Gran,
    I run mostly architectual stuff, including posts and martial arts staffs up to 9.5 ft.  I really got the hang of long spindles when I took a job about 10 years ago to make the spindles for a Moser designed bed.  I think I did over 100 spindles, all had to start at 5/8" in dia and taper to 3/8" in dia.  The length ranged from about 9" to over 30" as I recall (I had no spindle steady then).  Here is what I can remember of what I learned doing them.
    1. Faster is almost never better.  So slow down when you start to get  
        the spindle whipping.
    2. Use a smaller tool, not a larger one.  A small roughing gouge works 
        better than a skew.The larger gouges make wider shavings.  This takes 
        more energy than the smaller gouge.  I use a 1/2" forged (continental, 
        or Euro-gouge style) gouge ground straight across as you would for a 
        roughing gouge.
    3. Tuck the handle agianst your side with your hand near the ferrule.    
         Make sure your index finger is lined up with and on top of the handle.  
         This gives you more control.  Wrap your other hand over the spindle 
         with your thumb just behind the cut on top of the spindle.  Your index
         finger should wrap around the back of the spindle in front of the cut 
         and your middle finger wrapped around the back oposite your thumb.
         do this lightly or you will get a nasty friction burn on your fingers.
    4. I discovered that if you allow the bevel of the tool to lead the cutting
        edge you could obtain a cleaner and more consistant cut.  This technique 
        can be a little catchy so be gentle.  I have since read that I am not the 
        first to discover this.  It is called a backing cut.  I have done this type
        of cut with both the gouge and a skew with good success.

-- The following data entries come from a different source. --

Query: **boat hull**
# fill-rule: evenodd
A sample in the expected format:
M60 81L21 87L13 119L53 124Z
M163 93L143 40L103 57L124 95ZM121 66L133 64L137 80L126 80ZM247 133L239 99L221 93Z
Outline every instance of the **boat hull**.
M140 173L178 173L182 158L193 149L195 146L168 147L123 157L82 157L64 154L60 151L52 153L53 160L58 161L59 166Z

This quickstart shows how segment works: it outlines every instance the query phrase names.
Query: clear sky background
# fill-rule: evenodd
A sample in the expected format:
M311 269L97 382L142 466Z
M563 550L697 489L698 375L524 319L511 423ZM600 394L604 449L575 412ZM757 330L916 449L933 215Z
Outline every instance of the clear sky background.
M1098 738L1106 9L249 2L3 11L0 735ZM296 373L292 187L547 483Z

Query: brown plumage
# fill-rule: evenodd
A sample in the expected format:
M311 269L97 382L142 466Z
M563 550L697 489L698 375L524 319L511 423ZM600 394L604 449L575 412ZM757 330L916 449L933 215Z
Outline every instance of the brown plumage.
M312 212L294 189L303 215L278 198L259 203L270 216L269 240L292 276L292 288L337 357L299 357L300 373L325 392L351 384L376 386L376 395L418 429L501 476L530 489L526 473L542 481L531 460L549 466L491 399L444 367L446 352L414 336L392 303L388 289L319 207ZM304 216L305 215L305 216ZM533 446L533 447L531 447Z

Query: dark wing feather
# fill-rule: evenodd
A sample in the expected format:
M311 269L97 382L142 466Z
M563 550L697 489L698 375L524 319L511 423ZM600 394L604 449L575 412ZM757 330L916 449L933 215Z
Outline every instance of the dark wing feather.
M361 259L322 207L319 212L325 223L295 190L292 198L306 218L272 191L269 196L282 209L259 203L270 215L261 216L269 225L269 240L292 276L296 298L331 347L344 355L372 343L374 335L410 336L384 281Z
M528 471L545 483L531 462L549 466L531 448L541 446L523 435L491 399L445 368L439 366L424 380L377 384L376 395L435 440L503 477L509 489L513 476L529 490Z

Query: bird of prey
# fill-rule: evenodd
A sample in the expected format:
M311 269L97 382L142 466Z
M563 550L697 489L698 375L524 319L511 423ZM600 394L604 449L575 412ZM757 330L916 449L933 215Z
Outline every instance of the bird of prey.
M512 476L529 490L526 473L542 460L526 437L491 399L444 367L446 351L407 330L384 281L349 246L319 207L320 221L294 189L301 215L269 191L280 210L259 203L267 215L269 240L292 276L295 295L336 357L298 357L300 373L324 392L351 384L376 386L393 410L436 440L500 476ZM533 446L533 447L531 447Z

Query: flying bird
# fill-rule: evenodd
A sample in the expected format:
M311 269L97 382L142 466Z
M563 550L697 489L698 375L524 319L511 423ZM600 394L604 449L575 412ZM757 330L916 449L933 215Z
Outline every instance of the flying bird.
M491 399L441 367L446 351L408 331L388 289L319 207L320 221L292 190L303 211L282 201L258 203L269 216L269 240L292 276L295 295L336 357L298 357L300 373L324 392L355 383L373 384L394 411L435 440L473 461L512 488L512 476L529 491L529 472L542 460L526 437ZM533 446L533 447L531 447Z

    5. I stick a strip of 100 grit sanding belt to a straight board with some 
        double-sided turner's tape.  Rub this lightly along the length of the 
        spindle.  It will take off the bevel burnish marks on the high spots so 
        that you can see the shiney low spots.  If you rub to hard the spindle 
        will become oval or worse.
    6. Finish the sanding with the lathe off and running the paper along the
        length of the spindle.
    7. I invested in some spindle steady's after this job.  If you must cheat, 
        cheat fair! (translated this means; whatever it takes to get the darned 
        things turned is okay by me.  This includes hiring someone else to do 
        them, which I thought a lot about while doing them).
    8.  Oh yeah, I forgot.  Don't do a marathon session.  Turn a few a day 
         when you are warmed up and really in the groove.  This way you can   
         choose to do them when you are at your best instead of suffering 
         through the frustration of having to throw some away and start over.